Unique student group works to increase number of veterans in Rice’s MBA programs

 

The Next Mission

By Michael Hardy ’06
Photos by Tommy LaVergne

Four days after his 30th birthday in 2010, Maj. William E. Lyles was leading a team of Army Green Berets on a mission to meet with tribal leaders in the village of Garmab in Afghanistan’s remote, mountainous Urozgan Province, when their Humvees began taking small-arms fire. Lyles directed his driver to take up a position on a hilltop to the north of the village, where he jumped out to assess the situation. He was in the process of radioing back to base to request air support when he stepped on a buried IED (improvised explosive device).

Veterans“At first I thought it was a mortar round,” Lyles remembered. “All my teeth were loose. My legs felt heavy, but there was this cloud of dust so I couldn’t see what had happened. I was trying to get up and get back in the fight, and I just couldn’t.”

When the dust finally cleared, Lyles saw that his right leg had been severed above the knee and his left leg was gone below the shin. “I didn’t think I was going to make it,” he said. “I tried to take deep breaths, because if you freak out you go into shock, and I knew I wouldn’t have a chance.”

Today after four years of grueling rehab at the Brooke Army Medical Center in San Antonio, Lyles is a first-year MBA student at the Jones Graduate School of Business. He’s adjusted to life without his legs — he uses a wheelchair and two prosthetic legs to get around now — but the adjustment to civilian life, which included the breakup of his marriage, has been rocky at times. “I miss the Army more than anything,” he said. “I wish I was still able to do what I did, but this is good, too.
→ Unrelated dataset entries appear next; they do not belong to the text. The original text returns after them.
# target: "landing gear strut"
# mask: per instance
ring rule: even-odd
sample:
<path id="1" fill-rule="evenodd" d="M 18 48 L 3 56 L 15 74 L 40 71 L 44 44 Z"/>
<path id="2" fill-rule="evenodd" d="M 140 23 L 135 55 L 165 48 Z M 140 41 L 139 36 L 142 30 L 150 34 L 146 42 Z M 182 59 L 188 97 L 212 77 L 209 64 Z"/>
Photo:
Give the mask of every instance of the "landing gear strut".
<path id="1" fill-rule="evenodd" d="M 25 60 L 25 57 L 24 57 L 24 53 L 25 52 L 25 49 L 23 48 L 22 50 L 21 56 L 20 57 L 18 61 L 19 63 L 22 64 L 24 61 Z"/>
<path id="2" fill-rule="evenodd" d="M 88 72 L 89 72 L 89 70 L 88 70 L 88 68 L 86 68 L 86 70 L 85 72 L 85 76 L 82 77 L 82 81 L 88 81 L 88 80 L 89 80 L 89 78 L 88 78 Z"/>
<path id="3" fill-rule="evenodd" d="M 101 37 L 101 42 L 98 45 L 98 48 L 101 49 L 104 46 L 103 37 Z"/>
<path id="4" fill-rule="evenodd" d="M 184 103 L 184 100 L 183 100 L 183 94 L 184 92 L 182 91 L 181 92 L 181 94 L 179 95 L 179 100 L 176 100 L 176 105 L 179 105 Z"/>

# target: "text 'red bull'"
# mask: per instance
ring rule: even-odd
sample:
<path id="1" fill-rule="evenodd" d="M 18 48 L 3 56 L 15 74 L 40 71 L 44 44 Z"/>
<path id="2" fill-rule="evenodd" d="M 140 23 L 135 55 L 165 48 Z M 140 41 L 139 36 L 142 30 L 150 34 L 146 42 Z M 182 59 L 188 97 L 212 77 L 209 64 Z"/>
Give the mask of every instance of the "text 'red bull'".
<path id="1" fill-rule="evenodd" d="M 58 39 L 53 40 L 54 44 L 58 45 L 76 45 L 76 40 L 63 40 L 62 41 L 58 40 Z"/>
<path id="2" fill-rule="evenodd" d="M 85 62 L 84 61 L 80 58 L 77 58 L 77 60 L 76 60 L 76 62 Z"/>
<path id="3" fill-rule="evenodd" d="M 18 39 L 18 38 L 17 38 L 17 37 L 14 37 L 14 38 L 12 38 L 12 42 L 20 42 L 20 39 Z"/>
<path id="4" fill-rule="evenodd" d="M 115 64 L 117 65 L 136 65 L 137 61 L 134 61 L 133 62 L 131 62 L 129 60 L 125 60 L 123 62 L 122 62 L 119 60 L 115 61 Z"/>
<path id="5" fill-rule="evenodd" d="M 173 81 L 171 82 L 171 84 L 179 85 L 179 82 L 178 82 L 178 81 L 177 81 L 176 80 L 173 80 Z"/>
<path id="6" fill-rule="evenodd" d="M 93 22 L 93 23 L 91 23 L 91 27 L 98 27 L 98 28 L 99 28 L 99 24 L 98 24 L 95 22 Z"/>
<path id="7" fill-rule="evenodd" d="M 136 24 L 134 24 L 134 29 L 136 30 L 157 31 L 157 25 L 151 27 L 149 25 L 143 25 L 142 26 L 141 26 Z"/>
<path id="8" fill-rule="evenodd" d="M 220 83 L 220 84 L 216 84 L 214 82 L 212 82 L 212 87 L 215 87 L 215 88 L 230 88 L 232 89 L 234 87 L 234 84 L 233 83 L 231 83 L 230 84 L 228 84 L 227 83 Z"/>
I’m going to get a chance to lead again, in a different capacity.”

Lyles is part of a large and growing veteran presence at the Jones School — 10 percent of students enrolled across the school’s three MBA programs (full time, professional and executive) have served in the armed forces. In 2009, Rice was one of the first schools to join the Yellow Ribbon Program, which provides federal matching funds to help veterans attend private schools where the post-9/11 GI Bill often doesn’t cover the full cost of tuition.

VeteransFormer Navy SEAL James Battista enrolled in the Jones School in 2011 after a decade in the military. “I realized that oil and gas companies operate in similar places to where I was operating — Iraq, Yemen, hard places to operate,” Battista said. Along with his fellow military classmates, Battista founded the Veterans in Business Administration (VIBA) to provide mentoring for students making the transition from the military to academia. Support soon coalesced around the idea to create an annual scholarship to cover tuition, fees and living expenses for one veteran to earn a graduate business degree. Jones Graduate School of Business Dean Bill Glick, along with Rice trustees and members of Jones’ leadership team, inaugurated the scholarship in 2012. (Lyles is this year’s recipient.)

“Here veterans get a two-year window after they come out of the military to figure out what they want to do,” Glick said. “And in the process, they figure out which parts of their military leadership training actually translate into the business world. They come in with advanced leadership skills in some dimensions, and we give them opportunities to grow and develop. And vets are very good at doing that. They’ve got a great sense of mission.”